I began writing things down in a notebook I found in the trash. I drew pans. I wrote measurements. I described smells like I was a scientist.

“Onion + oil. Wait until it becomes sweet, not bitter.”

“Boil potatoes with skin. Peel after. Taste is stronger.”

“Never rush the fire. Fire is a living thing.”

I was becoming obsessed.

And the more I worked, the more I noticed something uncomfortable.

People in the kitchen watched me.

Not the workers. They were busy. I mean… someone else.

Sometimes, when I carried trash outside, I felt a presence across the street. When I turned, there would be a man in a clean coat, pretending to look at something else. When I blinked, he would be gone.

At first, I thought I was paranoid.

But one night, as I was leaving the café, my hands still smelling like garlic and pepper, I saw him clearly under the dim streetlamp.

The same man who came to my house.

Radansen Topoliev.

He stood like he owned the street itself. Calm. Rich. Untouchable.

I froze.

-He’s here again… Why? Why won’t he just leave me alone?

I tried to walk past him quickly, eyes down, but he spoke.

-You’re thinner.

I stopped. That was such a strange thing to say that I couldn’t ignore it.

-What do you want?

He looked at me like an adult would look at an interesting insect. Not disgusted. Not amused. Just… observing.

-I want to know if you’re still alive.

-I don’t need your attention.

-You don’t need it. But you’ve been receiving it anyway.

My fists clenched. I hated that calm tone.

-If you came to offer “care” again, I’ll refuse again.

-You refused an adoption. Not care.

-I don’t want either.

He sighed like I was exhausting him, then pulled out a small envelope.

-This is not adoption. This is not pity.

-I don’t take gifts.

-Then don’t. Throw it away. But read it first.

He placed the envelope on the ground near my foot and stepped back, like he didn’t want to contaminate himself with my “poorness,” the way those exchange students said.

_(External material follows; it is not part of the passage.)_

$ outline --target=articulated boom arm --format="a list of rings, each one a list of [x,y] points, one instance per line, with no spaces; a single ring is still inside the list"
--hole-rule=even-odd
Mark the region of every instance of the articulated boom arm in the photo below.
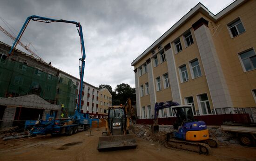
[[[77,109],[79,109],[79,112],[81,111],[81,97],[82,97],[82,90],[83,87],[83,77],[84,77],[84,67],[85,67],[85,59],[86,57],[85,54],[85,50],[84,48],[84,43],[83,37],[83,32],[82,30],[82,26],[79,22],[77,22],[75,21],[67,21],[63,19],[55,19],[50,18],[47,18],[46,17],[43,17],[36,15],[33,15],[28,17],[26,20],[21,29],[20,31],[18,36],[16,38],[14,42],[13,45],[13,46],[11,48],[10,52],[9,52],[8,56],[11,55],[13,53],[13,52],[15,48],[17,46],[18,43],[20,41],[21,36],[22,35],[23,32],[25,31],[25,30],[27,28],[28,23],[31,19],[32,19],[35,21],[39,21],[41,22],[44,22],[47,23],[49,23],[53,22],[64,22],[64,23],[68,23],[71,24],[74,24],[76,25],[76,27],[77,27],[77,31],[78,31],[78,34],[80,36],[80,43],[81,45],[81,57],[82,58],[79,59],[81,62],[81,67],[79,66],[79,75],[80,76],[80,86],[79,87],[79,93],[78,95],[78,99],[77,101],[77,104],[76,107],[75,108],[76,113],[77,112]]]
[[[172,101],[160,102],[159,103],[155,103],[155,122],[156,122],[155,123],[157,123],[157,120],[158,118],[158,112],[159,109],[162,109],[174,106],[178,106],[180,104],[176,102],[172,102]]]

I stared at it, suspicious. My heart was beating so hard I could hear it.

-What is it?

-A scholarship application. For a culinary training program funded by a foundation in Wan Yark.

My breath caught.

-A… what?

-You’re working two jobs and going to school. You sleep three to four hours. Your mother died because exhaustion kills. Do you plan to follow her?

His words were sharp.

Anger rose in me like boiling water.

-Don’t you dare talk about my mother.

-I’m talking about you, Savanna Greensky.

My name in his mouth sounded heavy, like a verdict.

-I don’t need your money. If I earn something, I’ll earn it myself.

He nodded slowly.

-Then earn it. The application doesn’t guarantee anything. It’s just a door. You still have to be worthy enough to open it.

I stared at him. My throat burned.

For a second, I remembered my mother saying: “Goddess Laitefia will surely hear our prayers.”

But what if the goddess didn’t send miracles?

What if she sent… opportunities disguised as enemies?

Radansen turned away, then paused.

-One more thing, child.

I didn’t answer.

-If you truly want to become someone in this world… you must learn one rule: pride doesn’t feed you. Skill does.

Then he walked into the dark, leaving me with the envelope.

I stood there, under the streetlamp, trembling.

Was this salvation?

Or another trap?

I picked up the envelope with shaking fingers… and opened it.

And what I saw inside made my blood run cold.

Because the scholarship wasn’t just a culinary program.

It was an invitation to a closed competition.

A competition where only the children of powerful families usually entered.

And my name—Savanna Greensky—was already typed on the first page.

Not handwritten.

Typed.

Like someone had decided my path before I even agreed.